«L’organico previsto risulta del tutto inadeguato rispetto al carico di lavoro del Tribunale di Brescia e alle dimensioni del territorio servito». È l’allarme lanciato dalla Giunta esecutiva sezionale dell’Associazione nazionale magistrati di Brescia dopo la nuova determinazione della pianta organica del personale amministrativo, contenuta nel decreto del ministero della Giustizia del 23 giugno 2026 e pubblicata ieri.
I dati
Il dato contestato è quello delle 233 unità di personale amministrativo assegnate a un circondario che conta circa 1,268 milioni di abitanti. Brescia, sottolinea l’Anm, è «quinto in Italia per bacino di utenza» ma «diciassettesimo (su 26) per dotazione organica». Il confronto con altri tribunali, secondo i magistrati bresciani, evidenzia una forte sproporzione: Palermo ha 574 amministrativi, Catania 478, Bari 414, Genova 351 e Bologna 344, a fronte di bacini di utenza leggermente inferiori a quello bresciano.

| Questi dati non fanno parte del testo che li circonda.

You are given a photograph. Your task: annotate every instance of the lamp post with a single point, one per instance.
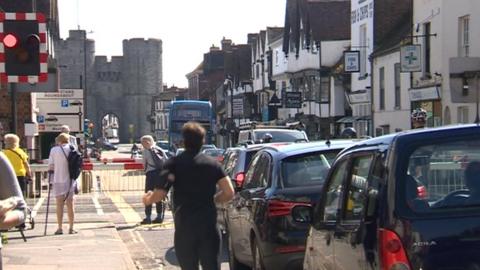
(230, 84)
(84, 80)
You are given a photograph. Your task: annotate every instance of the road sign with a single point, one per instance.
(352, 61)
(411, 58)
(293, 99)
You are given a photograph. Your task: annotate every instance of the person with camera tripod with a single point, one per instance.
(194, 177)
(12, 203)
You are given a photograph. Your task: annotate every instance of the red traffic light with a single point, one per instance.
(10, 41)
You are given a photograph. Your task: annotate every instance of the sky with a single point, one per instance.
(187, 28)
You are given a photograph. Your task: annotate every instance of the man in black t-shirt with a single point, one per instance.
(194, 177)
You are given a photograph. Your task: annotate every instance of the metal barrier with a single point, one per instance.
(98, 177)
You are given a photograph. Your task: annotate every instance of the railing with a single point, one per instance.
(98, 177)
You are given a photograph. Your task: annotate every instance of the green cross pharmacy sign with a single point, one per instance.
(410, 58)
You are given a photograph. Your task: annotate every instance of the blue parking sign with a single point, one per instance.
(40, 119)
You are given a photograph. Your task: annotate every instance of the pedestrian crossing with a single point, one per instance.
(120, 208)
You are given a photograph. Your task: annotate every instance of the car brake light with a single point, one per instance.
(392, 253)
(421, 192)
(281, 208)
(239, 178)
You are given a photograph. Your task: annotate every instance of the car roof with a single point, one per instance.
(299, 148)
(274, 129)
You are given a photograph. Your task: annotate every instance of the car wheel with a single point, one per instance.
(232, 261)
(257, 257)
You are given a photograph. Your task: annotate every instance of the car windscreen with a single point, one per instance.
(443, 177)
(306, 169)
(281, 136)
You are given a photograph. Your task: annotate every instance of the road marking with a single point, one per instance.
(97, 205)
(128, 213)
(37, 206)
(147, 248)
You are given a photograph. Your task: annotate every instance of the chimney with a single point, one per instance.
(226, 44)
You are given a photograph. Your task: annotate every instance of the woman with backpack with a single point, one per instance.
(19, 160)
(12, 204)
(63, 187)
(153, 159)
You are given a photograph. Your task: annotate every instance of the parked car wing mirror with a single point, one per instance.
(246, 194)
(302, 213)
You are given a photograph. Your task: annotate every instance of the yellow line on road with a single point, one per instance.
(128, 213)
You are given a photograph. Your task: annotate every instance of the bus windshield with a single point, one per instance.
(189, 110)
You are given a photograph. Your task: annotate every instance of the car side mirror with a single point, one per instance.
(245, 194)
(302, 214)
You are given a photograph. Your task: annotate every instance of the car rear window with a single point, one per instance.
(305, 170)
(248, 158)
(282, 136)
(443, 177)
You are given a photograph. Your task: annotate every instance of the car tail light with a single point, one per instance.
(421, 192)
(290, 249)
(239, 178)
(281, 208)
(392, 253)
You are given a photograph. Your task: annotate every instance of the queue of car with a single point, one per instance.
(400, 201)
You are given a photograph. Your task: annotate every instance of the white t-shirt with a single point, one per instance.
(61, 177)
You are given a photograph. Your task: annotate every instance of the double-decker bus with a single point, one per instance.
(182, 111)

Per l’Anm la situazione è resa ancora più critica dal peso economico del territorio, con 117.146 imprese iscritte alla Camera di commercio e conseguenti «elevati flussi di affari giudiziari, sia civili sia penali, spesso di notevole complessità tecnica».

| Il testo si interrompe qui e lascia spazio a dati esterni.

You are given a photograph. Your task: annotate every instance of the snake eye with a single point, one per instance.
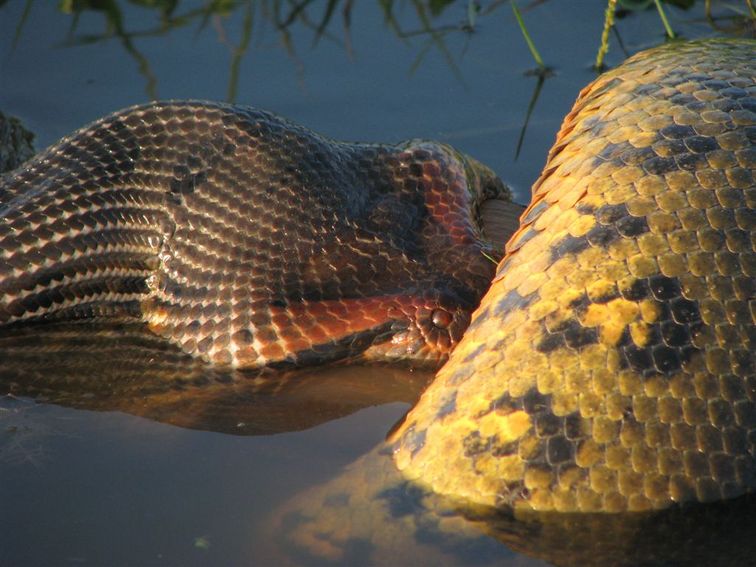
(441, 318)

Secondo la Giunta, queste scelte rischiano di aggravare le «storiche criticità»della giustizia bresciana. Da qui l’auspicio al ministero della Giustizia di «riconsiderare una così iniqua distribuzione territoriale delle risorse», per evitare ricadute sulla capacità degli uffici di garantire «risposte tempestive ed efficienti ai cittadini e alle imprese».